Beams were traditionally used to support upper floors. Oak was often the wood of choice, being strong, resistant to insects and fungi and available in pieces long enough to span ceilings. Nowadays, oak is very expensive, but you can have the look of oak by using specially made reproduction beams or by staining cheaper wood yourself.
- Skill level:
Things you need
- Workmate, or similar
- Wood glue
- Dowel pins
- Drill and bit
- Oak stained varnish, or similar
Measure the ceiling along the intended beam line. Clamp one length of wood in your Workmate. Clamp another overlapping length of wood alongside it so the combined length is equal to the length of the intended beam.
Saw through both lengths of wood together in preparation for making a scarf joint. Cut at 45 degrees or less, according to the beam dimensions, to maximise the joining surface. Join the two lengths together with wood glue, clamp in the Workmate and leave to dry.
Select two wood dowel pins suitable for reinforcing the scarf joint. Choose a drill bit size according to the dowel pins. Drill through the intended top surface, i.e., the surface that will be fixed to the ceiling, at a point that will meet the diagonal saw cut halfway along its length to the depth of the dowel pins.
Squirt wood glue into the two holes. Insert the dowel pins. Wipe off displaced glue and allow to dry.
Stain and varnish your beam using oak stained varnish. Allow to dry.

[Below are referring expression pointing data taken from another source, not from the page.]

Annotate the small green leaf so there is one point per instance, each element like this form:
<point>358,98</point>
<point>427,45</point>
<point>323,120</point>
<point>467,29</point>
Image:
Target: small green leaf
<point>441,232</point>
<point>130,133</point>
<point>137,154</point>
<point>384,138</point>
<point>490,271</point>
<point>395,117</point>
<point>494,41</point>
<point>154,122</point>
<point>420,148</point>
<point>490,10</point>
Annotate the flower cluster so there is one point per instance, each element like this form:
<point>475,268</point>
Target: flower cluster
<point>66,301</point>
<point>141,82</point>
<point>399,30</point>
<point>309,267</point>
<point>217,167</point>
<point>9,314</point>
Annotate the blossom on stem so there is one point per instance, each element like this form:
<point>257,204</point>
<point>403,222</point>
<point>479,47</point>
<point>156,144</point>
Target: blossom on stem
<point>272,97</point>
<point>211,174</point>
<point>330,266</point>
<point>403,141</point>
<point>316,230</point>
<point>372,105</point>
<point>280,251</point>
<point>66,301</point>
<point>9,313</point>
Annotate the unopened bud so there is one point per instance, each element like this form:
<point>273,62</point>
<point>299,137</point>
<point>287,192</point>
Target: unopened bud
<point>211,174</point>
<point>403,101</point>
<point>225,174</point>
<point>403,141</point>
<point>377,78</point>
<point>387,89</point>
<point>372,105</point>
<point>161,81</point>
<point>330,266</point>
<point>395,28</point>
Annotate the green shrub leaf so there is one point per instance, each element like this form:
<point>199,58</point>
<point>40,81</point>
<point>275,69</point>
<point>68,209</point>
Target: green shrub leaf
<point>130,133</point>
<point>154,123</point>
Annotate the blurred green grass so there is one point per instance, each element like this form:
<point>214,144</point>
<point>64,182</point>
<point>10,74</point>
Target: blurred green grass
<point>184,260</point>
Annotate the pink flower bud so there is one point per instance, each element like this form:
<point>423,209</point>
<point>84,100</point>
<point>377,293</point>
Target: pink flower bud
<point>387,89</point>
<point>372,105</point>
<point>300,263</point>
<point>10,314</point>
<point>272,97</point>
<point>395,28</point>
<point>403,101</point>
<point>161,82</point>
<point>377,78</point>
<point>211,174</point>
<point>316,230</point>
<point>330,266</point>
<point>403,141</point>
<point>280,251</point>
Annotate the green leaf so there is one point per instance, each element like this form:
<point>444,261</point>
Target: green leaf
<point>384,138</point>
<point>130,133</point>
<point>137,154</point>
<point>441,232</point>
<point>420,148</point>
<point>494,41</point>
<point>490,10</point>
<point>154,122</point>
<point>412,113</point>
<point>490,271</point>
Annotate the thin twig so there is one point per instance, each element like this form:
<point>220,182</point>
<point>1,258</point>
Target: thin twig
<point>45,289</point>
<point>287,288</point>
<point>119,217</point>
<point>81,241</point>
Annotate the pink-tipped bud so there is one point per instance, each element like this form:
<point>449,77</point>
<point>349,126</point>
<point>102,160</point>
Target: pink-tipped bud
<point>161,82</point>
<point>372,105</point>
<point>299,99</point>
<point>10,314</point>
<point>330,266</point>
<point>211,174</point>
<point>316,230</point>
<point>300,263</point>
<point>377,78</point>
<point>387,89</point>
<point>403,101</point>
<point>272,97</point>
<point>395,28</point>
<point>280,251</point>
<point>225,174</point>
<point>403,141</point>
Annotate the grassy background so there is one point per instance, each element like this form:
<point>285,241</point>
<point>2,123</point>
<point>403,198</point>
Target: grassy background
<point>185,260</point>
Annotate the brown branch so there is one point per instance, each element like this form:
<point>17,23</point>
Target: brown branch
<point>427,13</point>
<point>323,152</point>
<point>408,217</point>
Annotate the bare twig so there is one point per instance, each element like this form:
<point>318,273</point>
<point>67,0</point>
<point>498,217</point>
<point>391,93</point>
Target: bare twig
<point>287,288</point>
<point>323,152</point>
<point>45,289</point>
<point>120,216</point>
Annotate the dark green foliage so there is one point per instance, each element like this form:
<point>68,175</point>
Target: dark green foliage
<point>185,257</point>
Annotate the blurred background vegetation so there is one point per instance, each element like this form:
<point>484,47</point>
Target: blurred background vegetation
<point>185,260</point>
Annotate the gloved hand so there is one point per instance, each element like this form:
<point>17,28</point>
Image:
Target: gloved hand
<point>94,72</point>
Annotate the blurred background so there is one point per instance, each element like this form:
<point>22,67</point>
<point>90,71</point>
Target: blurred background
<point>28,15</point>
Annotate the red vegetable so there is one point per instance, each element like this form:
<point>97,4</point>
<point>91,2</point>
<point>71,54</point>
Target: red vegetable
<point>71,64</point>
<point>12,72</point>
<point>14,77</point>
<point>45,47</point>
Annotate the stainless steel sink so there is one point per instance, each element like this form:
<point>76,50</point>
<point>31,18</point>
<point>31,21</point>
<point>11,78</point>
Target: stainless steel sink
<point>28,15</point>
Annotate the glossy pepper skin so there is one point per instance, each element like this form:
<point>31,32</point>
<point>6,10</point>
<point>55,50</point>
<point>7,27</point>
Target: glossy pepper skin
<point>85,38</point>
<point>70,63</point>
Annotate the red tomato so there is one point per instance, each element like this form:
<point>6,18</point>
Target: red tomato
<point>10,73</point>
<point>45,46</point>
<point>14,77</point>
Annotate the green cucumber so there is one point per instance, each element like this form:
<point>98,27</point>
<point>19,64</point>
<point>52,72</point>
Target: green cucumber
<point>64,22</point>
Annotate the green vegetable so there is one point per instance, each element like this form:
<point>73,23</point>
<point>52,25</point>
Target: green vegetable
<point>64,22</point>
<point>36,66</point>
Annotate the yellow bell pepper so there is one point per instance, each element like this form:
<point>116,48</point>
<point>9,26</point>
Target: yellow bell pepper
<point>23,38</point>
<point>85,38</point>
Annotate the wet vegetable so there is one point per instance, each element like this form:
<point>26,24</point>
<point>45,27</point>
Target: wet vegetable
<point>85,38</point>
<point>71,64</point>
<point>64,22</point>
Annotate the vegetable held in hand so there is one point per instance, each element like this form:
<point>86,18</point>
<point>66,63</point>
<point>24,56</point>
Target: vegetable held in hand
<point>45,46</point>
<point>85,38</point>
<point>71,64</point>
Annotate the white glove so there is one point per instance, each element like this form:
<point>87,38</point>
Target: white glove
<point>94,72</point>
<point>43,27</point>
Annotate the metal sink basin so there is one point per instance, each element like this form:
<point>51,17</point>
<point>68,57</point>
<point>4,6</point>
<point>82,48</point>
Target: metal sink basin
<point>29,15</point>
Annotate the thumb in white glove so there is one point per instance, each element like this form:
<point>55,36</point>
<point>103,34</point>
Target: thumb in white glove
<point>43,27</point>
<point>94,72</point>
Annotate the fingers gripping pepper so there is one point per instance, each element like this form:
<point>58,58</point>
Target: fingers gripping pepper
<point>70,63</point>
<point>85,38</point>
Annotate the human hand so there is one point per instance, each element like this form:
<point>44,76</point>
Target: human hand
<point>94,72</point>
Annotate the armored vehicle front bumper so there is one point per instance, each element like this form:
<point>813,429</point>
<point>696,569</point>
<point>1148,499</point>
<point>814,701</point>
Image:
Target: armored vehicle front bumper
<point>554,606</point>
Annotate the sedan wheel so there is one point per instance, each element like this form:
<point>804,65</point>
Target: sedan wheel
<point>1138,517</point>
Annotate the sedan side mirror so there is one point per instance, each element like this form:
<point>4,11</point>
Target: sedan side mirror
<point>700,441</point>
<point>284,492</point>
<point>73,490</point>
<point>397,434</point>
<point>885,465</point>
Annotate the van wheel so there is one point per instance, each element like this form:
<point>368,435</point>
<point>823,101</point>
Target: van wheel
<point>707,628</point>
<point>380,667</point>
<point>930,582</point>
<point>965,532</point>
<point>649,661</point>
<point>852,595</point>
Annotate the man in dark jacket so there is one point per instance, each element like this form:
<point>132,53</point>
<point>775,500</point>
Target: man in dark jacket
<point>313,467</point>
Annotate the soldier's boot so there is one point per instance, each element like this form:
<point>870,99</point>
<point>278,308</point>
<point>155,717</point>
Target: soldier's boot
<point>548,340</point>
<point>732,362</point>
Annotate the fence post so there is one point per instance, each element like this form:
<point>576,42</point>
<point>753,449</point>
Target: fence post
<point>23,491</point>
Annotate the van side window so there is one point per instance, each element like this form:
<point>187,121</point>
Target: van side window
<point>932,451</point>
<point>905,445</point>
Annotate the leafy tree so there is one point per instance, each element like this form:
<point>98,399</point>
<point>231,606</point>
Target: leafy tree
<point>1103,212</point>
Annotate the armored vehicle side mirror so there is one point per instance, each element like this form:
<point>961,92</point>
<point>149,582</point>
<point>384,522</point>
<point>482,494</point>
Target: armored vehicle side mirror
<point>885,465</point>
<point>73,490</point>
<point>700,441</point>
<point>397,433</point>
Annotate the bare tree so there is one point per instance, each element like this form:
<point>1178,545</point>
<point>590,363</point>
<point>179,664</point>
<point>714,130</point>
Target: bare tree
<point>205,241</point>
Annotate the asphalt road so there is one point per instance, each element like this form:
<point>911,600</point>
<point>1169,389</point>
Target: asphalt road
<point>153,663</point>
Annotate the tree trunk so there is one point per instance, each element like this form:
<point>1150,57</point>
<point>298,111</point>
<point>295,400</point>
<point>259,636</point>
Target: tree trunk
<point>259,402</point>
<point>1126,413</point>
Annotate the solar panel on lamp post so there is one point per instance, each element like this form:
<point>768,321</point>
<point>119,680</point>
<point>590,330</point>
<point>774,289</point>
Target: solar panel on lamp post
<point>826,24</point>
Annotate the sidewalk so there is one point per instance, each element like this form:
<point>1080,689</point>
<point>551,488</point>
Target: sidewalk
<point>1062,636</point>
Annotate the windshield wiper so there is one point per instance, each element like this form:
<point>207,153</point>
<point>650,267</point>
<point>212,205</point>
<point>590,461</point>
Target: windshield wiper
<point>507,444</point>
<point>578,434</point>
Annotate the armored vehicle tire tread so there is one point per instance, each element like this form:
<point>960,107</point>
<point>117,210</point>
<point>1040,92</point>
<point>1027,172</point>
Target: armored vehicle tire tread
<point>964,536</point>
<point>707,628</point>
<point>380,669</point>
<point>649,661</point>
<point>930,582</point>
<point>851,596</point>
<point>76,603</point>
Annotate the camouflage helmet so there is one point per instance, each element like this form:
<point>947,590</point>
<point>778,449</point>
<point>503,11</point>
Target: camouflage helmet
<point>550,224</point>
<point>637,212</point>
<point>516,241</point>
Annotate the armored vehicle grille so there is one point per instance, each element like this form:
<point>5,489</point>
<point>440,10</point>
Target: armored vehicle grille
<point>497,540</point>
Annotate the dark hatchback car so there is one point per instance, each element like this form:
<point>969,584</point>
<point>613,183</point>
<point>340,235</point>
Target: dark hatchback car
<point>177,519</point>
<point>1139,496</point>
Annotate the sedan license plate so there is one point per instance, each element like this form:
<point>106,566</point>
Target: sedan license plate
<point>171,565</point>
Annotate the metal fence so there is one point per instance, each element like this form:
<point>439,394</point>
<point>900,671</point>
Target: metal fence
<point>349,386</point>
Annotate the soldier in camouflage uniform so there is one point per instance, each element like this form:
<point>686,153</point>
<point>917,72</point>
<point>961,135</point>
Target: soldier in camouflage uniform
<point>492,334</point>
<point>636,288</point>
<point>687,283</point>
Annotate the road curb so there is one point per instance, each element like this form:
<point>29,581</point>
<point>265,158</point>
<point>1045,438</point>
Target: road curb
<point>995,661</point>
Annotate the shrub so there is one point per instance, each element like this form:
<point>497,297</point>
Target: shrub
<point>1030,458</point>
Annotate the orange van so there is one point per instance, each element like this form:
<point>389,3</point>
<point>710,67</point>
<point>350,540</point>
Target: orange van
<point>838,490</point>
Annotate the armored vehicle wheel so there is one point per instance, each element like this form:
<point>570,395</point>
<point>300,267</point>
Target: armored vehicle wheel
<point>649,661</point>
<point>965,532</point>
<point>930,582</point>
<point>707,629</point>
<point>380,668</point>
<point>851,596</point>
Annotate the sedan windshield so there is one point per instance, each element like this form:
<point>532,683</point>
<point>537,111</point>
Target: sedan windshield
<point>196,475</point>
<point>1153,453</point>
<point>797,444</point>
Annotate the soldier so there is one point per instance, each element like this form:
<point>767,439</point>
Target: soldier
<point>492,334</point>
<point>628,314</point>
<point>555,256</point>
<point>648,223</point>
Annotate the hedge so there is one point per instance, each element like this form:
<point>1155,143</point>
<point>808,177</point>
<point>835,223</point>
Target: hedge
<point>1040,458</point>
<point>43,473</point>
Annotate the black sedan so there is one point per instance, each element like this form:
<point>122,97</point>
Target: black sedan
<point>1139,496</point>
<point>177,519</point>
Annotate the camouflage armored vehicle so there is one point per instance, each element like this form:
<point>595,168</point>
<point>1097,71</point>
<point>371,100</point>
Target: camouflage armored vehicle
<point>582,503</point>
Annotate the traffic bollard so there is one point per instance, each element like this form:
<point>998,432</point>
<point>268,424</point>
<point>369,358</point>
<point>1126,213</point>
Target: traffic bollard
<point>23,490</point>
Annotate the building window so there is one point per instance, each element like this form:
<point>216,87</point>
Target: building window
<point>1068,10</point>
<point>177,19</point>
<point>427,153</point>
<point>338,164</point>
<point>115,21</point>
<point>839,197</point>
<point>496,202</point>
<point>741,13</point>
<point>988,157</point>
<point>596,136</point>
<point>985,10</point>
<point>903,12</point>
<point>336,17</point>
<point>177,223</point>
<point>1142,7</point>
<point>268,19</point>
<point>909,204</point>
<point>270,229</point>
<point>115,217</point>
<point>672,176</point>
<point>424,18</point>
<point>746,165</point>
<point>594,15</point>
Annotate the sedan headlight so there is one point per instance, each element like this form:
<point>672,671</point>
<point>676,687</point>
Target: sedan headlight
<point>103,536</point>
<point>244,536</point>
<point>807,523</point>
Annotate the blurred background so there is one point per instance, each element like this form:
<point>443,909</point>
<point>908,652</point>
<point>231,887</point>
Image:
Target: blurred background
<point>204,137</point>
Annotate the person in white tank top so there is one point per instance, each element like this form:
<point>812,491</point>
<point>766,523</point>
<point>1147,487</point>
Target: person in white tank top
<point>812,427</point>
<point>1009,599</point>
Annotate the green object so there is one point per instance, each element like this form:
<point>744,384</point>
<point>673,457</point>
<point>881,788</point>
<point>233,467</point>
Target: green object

Your beam is now ready to be fixed in place.
Tips and warnings
- Bernard Powell has some good advice on using salvaged wood for the job and making beams look authentic.
- As Neal Barrett Jr. points out, a scarf joint produces a joint much more difficult to see.
- Where box beam is used instead of solid wood, the glued joint between two lengths can be strengthened by the addition of secret screwed inserts rather than with dowel pins.
- Keep fingers behind the cutting blade of the saw and away from a moving drill bit.
- Wear goggles when any risk of foreign material entering the eyes exists.